It's documented that only Q columns are taken into account:

--skip-negative-sigma    Skip reflections with sigma<0 (in any Q column).

Special handling of sigma=0 would be more tricky, because 0.00 in cif file could mean 0.004.

CV-GPhL commented 2 years ago

Hi Marcin,

On Wed, Apr 20, 2022 at 06:33:24AM -0700, Marcin Wojdyr wrote:

It's documented that only Q columns are taken into account:

--skip-negative-sigma    Skip reflections with sigma<0 (in any Q column).

Correct - maybe provide some additional info/link (since the concept of a column type doesn't really exist at the point of a mmCIF file). I guess "--print-sepc" provides the information about mmCIF item and MTZ column type.

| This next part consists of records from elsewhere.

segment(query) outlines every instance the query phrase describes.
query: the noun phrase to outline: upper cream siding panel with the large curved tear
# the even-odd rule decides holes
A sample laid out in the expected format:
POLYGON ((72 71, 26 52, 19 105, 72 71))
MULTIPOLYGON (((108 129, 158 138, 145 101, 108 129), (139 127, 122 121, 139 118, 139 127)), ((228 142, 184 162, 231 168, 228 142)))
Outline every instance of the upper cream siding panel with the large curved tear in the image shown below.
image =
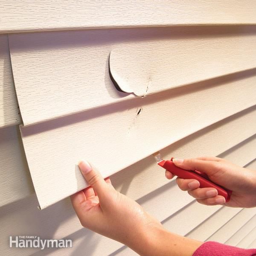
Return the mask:
POLYGON ((134 98, 111 82, 110 52, 116 79, 140 95, 248 69, 231 79, 255 83, 256 26, 23 33, 9 45, 24 125, 134 98))

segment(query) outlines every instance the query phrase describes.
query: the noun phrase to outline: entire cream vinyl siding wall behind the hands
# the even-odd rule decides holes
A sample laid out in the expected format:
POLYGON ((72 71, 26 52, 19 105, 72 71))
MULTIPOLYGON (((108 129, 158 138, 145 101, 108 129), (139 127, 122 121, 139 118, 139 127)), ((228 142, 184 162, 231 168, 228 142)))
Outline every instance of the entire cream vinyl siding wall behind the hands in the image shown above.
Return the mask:
POLYGON ((81 227, 67 198, 87 186, 81 159, 171 232, 255 247, 255 209, 198 204, 151 156, 212 155, 256 170, 255 5, 3 1, 1 254, 137 255, 81 227), (110 52, 113 76, 134 93, 113 86, 110 52), (73 248, 9 248, 15 235, 73 248))

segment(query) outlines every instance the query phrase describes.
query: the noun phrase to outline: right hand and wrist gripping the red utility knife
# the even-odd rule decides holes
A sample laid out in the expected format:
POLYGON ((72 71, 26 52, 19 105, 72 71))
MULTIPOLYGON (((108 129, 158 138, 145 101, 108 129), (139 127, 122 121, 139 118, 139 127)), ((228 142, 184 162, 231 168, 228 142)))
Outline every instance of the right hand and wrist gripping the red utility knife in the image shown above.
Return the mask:
MULTIPOLYGON (((201 204, 224 204, 230 207, 256 206, 256 171, 249 170, 218 157, 198 157, 192 159, 174 158, 176 166, 186 170, 197 170, 208 175, 214 183, 232 190, 230 201, 218 195, 214 188, 199 188, 200 183, 193 179, 177 178, 177 184, 183 191, 196 198, 201 204)), ((172 179, 171 172, 166 177, 172 179)))

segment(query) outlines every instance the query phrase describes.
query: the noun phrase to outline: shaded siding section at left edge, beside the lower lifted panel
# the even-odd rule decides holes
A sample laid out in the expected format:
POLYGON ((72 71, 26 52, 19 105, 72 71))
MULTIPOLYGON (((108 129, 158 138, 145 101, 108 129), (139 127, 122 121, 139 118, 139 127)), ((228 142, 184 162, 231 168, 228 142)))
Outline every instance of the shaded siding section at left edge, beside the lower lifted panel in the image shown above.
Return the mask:
POLYGON ((0 129, 0 206, 34 192, 19 128, 0 129))

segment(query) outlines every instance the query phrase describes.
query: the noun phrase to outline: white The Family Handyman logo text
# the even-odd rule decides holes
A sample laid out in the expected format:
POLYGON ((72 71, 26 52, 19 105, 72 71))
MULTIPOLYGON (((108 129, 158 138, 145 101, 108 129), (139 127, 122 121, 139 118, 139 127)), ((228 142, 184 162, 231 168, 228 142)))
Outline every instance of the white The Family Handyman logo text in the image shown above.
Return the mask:
POLYGON ((15 248, 69 248, 70 239, 40 239, 40 236, 10 236, 10 247, 15 248))

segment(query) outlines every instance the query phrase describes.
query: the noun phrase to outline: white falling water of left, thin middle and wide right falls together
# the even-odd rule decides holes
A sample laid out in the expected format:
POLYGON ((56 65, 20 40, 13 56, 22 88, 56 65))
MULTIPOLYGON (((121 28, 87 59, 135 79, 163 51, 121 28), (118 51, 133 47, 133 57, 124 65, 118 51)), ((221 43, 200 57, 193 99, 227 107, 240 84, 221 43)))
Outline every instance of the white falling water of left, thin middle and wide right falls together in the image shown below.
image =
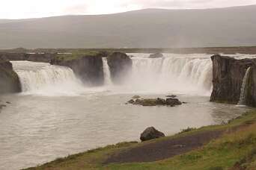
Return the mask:
MULTIPOLYGON (((129 54, 132 70, 124 83, 112 83, 106 57, 103 57, 104 86, 85 88, 63 66, 49 63, 15 61, 13 68, 22 82, 22 91, 39 95, 80 95, 87 92, 112 93, 181 93, 210 95, 212 90, 212 62, 210 54, 164 54, 162 58, 148 58, 150 54, 129 54)), ((237 54, 233 57, 255 57, 237 54)))

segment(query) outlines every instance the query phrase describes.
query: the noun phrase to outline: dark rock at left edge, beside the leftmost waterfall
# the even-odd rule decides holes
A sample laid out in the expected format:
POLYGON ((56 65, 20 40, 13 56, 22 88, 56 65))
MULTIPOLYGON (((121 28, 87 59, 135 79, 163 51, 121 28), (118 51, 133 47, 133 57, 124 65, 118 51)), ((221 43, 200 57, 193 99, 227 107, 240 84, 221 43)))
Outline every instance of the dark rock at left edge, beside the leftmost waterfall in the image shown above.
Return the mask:
POLYGON ((0 57, 0 94, 9 92, 21 92, 19 77, 10 61, 0 57))

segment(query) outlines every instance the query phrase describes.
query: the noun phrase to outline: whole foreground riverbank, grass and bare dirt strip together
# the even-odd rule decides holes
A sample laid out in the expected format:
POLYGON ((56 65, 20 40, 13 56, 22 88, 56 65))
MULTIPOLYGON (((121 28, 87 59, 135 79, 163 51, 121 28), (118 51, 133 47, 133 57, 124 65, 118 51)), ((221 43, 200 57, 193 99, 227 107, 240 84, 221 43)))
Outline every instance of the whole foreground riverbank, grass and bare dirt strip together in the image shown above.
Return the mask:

Special handling of sigma=0 would be more tricky, because 0.00 in cif file could mean 0.004.

Not quite I think: 0.00 in CIF file means exactly that. Yes, it might have come from an initial value of 0.004 or -0.004 (which is why we write CIF files in autoPROC in scientific notation), but at the point of cif2mtz you don't have that information. You can of course stick with such a zero value and rely on all subsequent programs (reading the resulting MTZ) of handling the data accordingly: most "old" programs will have checks not just for MNF but also sigma==0. But that is not guaranteed: newer programs might assume that the MTZ file given to them has never gone through a conversion (into CIF format and back) and that items either have a value or a MNF.

I would be inclined to at least write a warning message about the number of sigmas (Q, M and L) that are 0 if you stick with the current behaviiour - since that could point to a poor formatting (precision) during the CIF file generation and could alert developers or databases to potentially check their procedure. It would be even better if there was an option that would tell cif2mtz to set all data items (i.e. pairs where one is a sigma) to MNF if the sigma item is 0.

Cheers

Clemens

wojdyr commented 2 years ago

OK, I added "MTZ" in the text to make clear that Q is MTZ column type:

--skip-negative-sigma    Skip reflections with sigma<0 (in any MTZ Q column).

And I added option:

--zero-to-mnf            If value and sigma are 0, set both to MNF.

It checks if both sigma and the corresponding value are zero, because replacing non-zero value with MNF feels wrong.